I agree with sticking with Core - that is what I do. However, a Linux version may produce some logs that Core does not, and if it hols up for a week or 2, at least you have narrowed it down. As long as you don’t upgrade the ZFS version, you can flip between the two…

This is a good point. I’ll do this.

here.txt (195.2 KB)
Here are the logs. The system crashed 3 times 2023-02-01. This was on scale but I still don’t see anything in the logs.
The time it crashed was 16:06:41, 19:49:04,and 21:21:03 to be inline with the logs.
Thank you all for the help and everything. While I’m still open for options/answers I’m thinking about starting to look for a server motherboard that supports AM4/AM5 since it “should” have better support for the system config that I want. If anyone has any recommendations I would appreciate it.

Disclaimer: I’m a relative amateur with TrueNAS Core

It does sound like TrueNAS doesn’t like the boards RAID config. I’m not saying it’s the right thing to do, but in your position I would:

Try a test install of Scale
Failing that, try another board, getting one after watching @wendell many videos on the subject of NVMe drives and Core.

Sorry I can’t help further - you’ve got shown some good info for anyone that might be able to help though.

Good luck!

At the risk of getting way out of my depth, here goes some more thoughts…

Taking these lines from your logs:

Feb 1 19:49:27 freenas kernel: Adding 2094076k swap on /dev/mapper/md127. Priority:-3 extents:1 across:2094076k FS
Feb 1 19:49:28 freenas kernel: Adding 2094076k swap on /dev/mapper/md126. Priority:-4 extents:1 across:2094076k FS
Feb 1 19:49:28 freenas kernel: md: md126: resync interrupted.
Feb 1 19:49:29 freenas kernel: md: resync of RAID array md126
Feb 1 19:49:29 freenas kernel: md: md126: resync interrupted.
Feb 1 19:49:29 freenas kernel: md: resync of RAID array md126
Feb 1 19:49:29 freenas kernel: md: md126: resync done.
Feb 1 19:49:29 freenas kernel: md126: detected capacity change from 4188160 to 0

Not sure what the “adding swap” bit is - perhaps a Scale thing? But Linux swap doesn’t work well on ZFS I believe. Maybe a red herring?
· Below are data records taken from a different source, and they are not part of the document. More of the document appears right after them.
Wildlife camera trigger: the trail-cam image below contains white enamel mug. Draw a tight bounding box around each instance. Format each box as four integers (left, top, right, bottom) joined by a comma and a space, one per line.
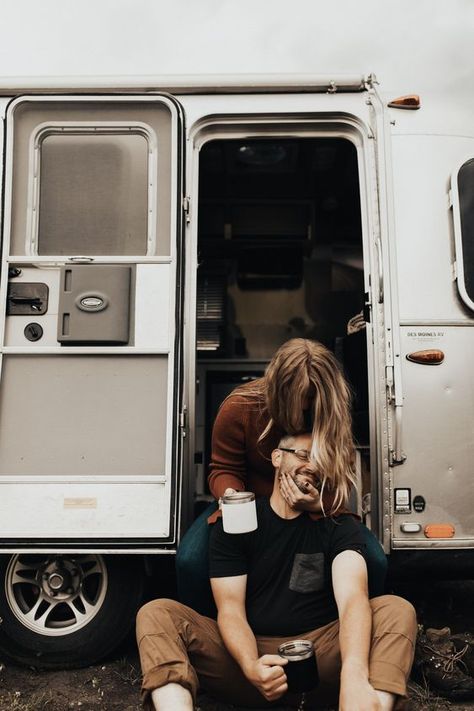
221, 491, 258, 533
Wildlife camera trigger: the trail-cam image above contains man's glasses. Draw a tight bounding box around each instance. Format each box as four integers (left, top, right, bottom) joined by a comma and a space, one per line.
278, 447, 310, 462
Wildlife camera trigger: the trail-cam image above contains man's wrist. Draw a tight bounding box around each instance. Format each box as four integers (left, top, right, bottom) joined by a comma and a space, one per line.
240, 657, 258, 681
341, 657, 369, 681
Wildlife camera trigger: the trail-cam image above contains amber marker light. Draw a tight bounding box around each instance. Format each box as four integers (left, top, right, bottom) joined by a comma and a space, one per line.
388, 94, 421, 111
424, 523, 456, 538
407, 348, 444, 365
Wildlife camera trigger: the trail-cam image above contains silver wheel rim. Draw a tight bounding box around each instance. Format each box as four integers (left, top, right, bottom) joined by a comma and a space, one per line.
5, 554, 107, 637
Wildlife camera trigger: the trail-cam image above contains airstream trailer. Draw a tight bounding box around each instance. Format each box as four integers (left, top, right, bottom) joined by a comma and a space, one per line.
0, 75, 474, 666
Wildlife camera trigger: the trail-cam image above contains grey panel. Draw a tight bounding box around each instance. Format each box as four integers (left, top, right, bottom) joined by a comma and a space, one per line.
10, 97, 173, 255
0, 355, 171, 476
58, 265, 131, 344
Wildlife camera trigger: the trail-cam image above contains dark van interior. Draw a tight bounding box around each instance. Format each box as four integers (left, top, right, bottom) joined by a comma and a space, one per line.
195, 137, 369, 508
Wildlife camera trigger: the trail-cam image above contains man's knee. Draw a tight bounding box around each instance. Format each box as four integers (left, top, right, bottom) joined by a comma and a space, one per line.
137, 598, 183, 640
370, 595, 417, 642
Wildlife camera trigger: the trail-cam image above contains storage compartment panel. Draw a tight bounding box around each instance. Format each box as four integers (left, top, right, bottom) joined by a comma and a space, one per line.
0, 355, 168, 477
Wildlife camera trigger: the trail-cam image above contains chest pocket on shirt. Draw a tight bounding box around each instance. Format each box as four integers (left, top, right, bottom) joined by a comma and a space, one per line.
290, 553, 324, 593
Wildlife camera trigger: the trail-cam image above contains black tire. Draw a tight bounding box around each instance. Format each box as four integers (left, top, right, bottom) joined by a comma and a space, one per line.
0, 553, 145, 669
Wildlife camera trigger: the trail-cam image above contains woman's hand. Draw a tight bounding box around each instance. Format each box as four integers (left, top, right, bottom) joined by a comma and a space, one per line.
280, 472, 322, 513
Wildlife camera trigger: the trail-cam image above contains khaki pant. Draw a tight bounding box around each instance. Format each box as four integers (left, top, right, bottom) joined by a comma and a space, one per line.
137, 595, 417, 709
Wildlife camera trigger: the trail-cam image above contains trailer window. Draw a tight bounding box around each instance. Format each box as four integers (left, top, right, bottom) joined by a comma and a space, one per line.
451, 158, 474, 309
37, 131, 149, 255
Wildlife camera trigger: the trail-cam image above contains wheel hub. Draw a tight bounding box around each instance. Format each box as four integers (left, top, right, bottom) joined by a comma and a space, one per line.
38, 558, 82, 600
5, 553, 108, 637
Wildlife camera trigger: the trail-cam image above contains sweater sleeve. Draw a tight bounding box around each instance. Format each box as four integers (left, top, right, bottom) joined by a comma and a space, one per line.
209, 395, 248, 499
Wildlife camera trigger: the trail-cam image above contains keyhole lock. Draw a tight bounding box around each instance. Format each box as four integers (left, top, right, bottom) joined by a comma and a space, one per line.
23, 323, 43, 341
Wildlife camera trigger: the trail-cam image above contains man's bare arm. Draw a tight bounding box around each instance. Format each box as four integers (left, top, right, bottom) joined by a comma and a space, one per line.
211, 575, 288, 701
332, 550, 381, 711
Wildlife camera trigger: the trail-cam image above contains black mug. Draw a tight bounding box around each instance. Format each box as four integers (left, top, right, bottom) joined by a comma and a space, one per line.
278, 639, 319, 694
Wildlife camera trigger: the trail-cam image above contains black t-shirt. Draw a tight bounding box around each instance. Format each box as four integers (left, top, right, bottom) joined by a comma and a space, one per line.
209, 498, 365, 637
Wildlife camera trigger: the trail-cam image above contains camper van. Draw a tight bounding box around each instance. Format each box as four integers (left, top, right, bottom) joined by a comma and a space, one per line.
0, 75, 474, 667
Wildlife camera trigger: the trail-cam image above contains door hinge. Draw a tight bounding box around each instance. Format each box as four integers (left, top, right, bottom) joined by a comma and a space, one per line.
385, 365, 395, 405
388, 449, 407, 467
183, 195, 191, 224
179, 407, 188, 437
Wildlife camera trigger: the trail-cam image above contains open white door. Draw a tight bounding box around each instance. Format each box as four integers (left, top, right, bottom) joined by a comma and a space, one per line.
0, 95, 182, 547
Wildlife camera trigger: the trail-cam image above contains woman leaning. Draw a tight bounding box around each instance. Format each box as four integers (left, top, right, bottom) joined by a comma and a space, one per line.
176, 338, 387, 616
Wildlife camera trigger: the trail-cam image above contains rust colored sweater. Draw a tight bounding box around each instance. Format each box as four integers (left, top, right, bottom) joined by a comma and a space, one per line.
208, 386, 343, 523
209, 394, 284, 499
Also (and could be a scale thing I suppose?) what is the mdraid about? On my Nixos system with ZFS, I don’t see any obvious log entries with this at all.

So just a sanity check - you really do have the LSI card in HBA/IT mode (not RAID), and what do you mean by the phrase “set the PCI Slot 1 to RAID Mode” - just checking that you haven’t set the advanced-SATA-RAID options.

The reason for the sanity check is I interpret the logs that a pair of drives seem to fail on a resync, which make me wonder if it is your SATA boot pair.

Having done the sanity check, you could use the M2 card drives as your pool, leaving the LSI card in place, but unplugging all the HDDs (I assume they are in a ZFS pool…).

If I understand your config, I don’t think that AM4/5 will make any difference, so I’d keep going a little while longer with this (unless you want the excuse of course!)

Hopefully this helps move a little - it’s bugging me and my remote analysis feels under par this week.

So what I did when I upgraded to Scale is “unpair” my SATA mirrors for easy rollback.
This one was Scale but the other one not plugged in was Core. I did this so all I had to do to roll back was plug the Core one back in and if I stayed I just needed to re-add the other mirror drive.

So you disconnected one the the mirror drives…sorry I could have been clearer with a previous post.

For future reference, the change between scale and Core is just a boot environment - system → boot …I have three core entries on my system (looking like 13.0-U3 and 13.0-U3.1) with an old scale entry (22.02.0.1). Just change the version you want to activate from the menu and reboot! A reminder that the Linux/Scale ZFS version is (or can be) higher than the BSD/Core version. If you update that version, you can’t go back.